The petition for writ of certiorari should be denied.

Respectfully submitted.

BARBARA D. UNDERWOOD
Acting Solicitor General

JANE E. MAGO
Acting General Counsel
Federal Communications
Commission

FEBRUARY 2001

1 Section 312(a)(1), which authorizes revocation for "false statements knowingly made either in the application or in any statement of fact which may be required pursuant to section 308 of this title," also provides authority to revoke based on the misrepresentations. 47 U.S.C. 312(a)(1).

2 It is unclear whether the Eighth Amendment's prohibition on excessive fines protects corporations, such as petitioners, as well as individuals. See Browning-Ferris Indus. of Vt., Inc. v. Kelco Disposal, Inc., 492 U.S. 257, 276 n.22 (1989).

3 Given this Court's holdings that the granting of an FCC license does not confer a property interest, see Red Lion Broad. Co. v. FCC, 395 U.S. 367, 394 (1969) ("Licenses to broadcast do not confer ownership of designated frequencies, but only the temporary privilege of using them."); FCC v. Sanders Bros.

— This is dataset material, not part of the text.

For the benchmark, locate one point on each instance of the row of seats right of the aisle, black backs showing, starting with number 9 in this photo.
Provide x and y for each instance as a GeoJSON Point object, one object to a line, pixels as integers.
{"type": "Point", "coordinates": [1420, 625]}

Radio Station, 309 U.S. 470, 475 (1940) ("The policy of the Act is clear that no person is to have anything in the nature of a property right as a result of the granting of a license."), it is difficult to see how revocation of a license could be considered a "payment" to the government.

4 Some of the language in the petition continues to criticize the FCC policy of considering non-FCC-related misconduct to determine character. The petitioners do not, however, ask this Court to review the court of appeals' rejection of petitioners' challenge to the agency's character policy as arbitrary and capricious. Thus, as this case comes to the Court, it must be assumed that the FCC properly determined that petitioners do not possess the character required of licensees.

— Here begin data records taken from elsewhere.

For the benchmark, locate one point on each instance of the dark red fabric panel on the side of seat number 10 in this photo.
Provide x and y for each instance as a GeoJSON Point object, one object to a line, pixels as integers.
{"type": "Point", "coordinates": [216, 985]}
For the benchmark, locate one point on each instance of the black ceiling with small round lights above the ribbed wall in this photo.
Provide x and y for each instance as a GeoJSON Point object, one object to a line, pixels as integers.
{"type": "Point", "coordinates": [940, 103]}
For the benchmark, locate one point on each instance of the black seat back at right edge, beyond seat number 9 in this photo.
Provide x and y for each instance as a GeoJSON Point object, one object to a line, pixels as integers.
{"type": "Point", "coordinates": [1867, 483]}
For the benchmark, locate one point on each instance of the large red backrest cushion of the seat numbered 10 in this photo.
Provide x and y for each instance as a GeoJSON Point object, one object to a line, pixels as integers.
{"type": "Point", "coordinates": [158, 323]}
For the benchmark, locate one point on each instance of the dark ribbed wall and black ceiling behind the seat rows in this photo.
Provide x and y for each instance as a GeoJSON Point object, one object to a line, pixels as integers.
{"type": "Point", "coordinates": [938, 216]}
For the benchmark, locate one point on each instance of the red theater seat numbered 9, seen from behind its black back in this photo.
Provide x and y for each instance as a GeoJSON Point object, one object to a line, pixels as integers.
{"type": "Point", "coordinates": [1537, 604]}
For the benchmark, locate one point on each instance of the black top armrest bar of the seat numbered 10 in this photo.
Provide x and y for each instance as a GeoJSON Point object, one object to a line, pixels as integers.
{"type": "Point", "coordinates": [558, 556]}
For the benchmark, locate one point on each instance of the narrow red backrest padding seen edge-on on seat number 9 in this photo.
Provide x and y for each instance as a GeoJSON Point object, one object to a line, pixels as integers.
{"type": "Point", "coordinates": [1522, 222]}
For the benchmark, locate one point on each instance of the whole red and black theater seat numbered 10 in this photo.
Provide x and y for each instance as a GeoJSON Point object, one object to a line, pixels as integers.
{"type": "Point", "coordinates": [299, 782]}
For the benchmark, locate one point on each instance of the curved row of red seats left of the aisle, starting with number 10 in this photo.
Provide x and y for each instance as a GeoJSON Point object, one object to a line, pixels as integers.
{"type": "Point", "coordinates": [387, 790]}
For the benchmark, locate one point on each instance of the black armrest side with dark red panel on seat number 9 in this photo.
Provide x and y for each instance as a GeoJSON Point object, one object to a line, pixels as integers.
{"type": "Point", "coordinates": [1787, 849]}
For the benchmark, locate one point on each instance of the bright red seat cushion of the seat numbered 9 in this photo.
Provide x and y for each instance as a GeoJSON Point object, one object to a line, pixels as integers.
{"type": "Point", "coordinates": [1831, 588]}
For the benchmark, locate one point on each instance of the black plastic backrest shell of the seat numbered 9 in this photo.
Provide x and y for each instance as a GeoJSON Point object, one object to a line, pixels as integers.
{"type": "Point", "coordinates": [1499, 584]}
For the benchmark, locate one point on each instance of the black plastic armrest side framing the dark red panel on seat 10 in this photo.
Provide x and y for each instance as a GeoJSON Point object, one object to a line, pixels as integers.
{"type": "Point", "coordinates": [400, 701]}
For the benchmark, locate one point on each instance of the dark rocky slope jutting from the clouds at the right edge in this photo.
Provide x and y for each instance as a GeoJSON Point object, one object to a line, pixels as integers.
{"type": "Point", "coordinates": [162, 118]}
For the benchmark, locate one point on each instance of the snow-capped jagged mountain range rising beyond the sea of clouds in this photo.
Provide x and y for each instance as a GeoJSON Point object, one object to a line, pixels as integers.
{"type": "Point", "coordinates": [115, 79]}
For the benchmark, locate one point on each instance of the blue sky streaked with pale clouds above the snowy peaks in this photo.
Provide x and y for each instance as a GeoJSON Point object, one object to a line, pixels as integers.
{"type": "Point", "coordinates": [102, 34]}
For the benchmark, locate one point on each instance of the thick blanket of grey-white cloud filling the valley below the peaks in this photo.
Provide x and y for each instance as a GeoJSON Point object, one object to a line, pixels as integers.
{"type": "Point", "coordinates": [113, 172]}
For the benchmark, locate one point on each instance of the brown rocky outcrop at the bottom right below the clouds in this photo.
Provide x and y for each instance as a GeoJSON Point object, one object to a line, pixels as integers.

5 Petitioners attempt to distinguish WOKO because it involved a misrepresentation to the agency, as opposed to a conclusion based on non-FCC-related misconduct that a licensee or permittee did not have the requisite character. As discussed in footnote 4, supra, however, petitioners do not challenge the reasonableness of the FCC's conclusion that petitioners no longer satisfied the statutory requirement of furthering the public interest. Given this finding, which the court of appeals affirmed, there is no pertinent distinction between a revocation based on misrepresentation and one based on a finding that a licensee or permittee is not furthering the public interest. Pet. App. 61a. In either case, the FCC is remedying the fact that a licensee or permitee no longer meets the statutory requirements for holding a license or permit.

6 Petitioners contend that the court of appeals' decision in this case conflicts with its earlier decision in Wilkett v. ICC, 710 F.2d 861 (D.C. Cir. 1983). Pet. 17-18. But Wilkett did not involve an Excessive Fines Clause issue; the court of appeals vacated the ICC decision because it was arbitrary and capricious. The court of appeals in this case adequately distinguished Wilkett with respect to petitioners' arbitrary and capricious challenge (Pet. App. 9a), a challenge that is not renewed in the petition for certiorari. In any event, any inconsistency in intracircuit decisions would be a matter for the court of appeals, rather than this Court, to resolve. Wisniewski v. United States, 353 U.S. 901, 902 (1957).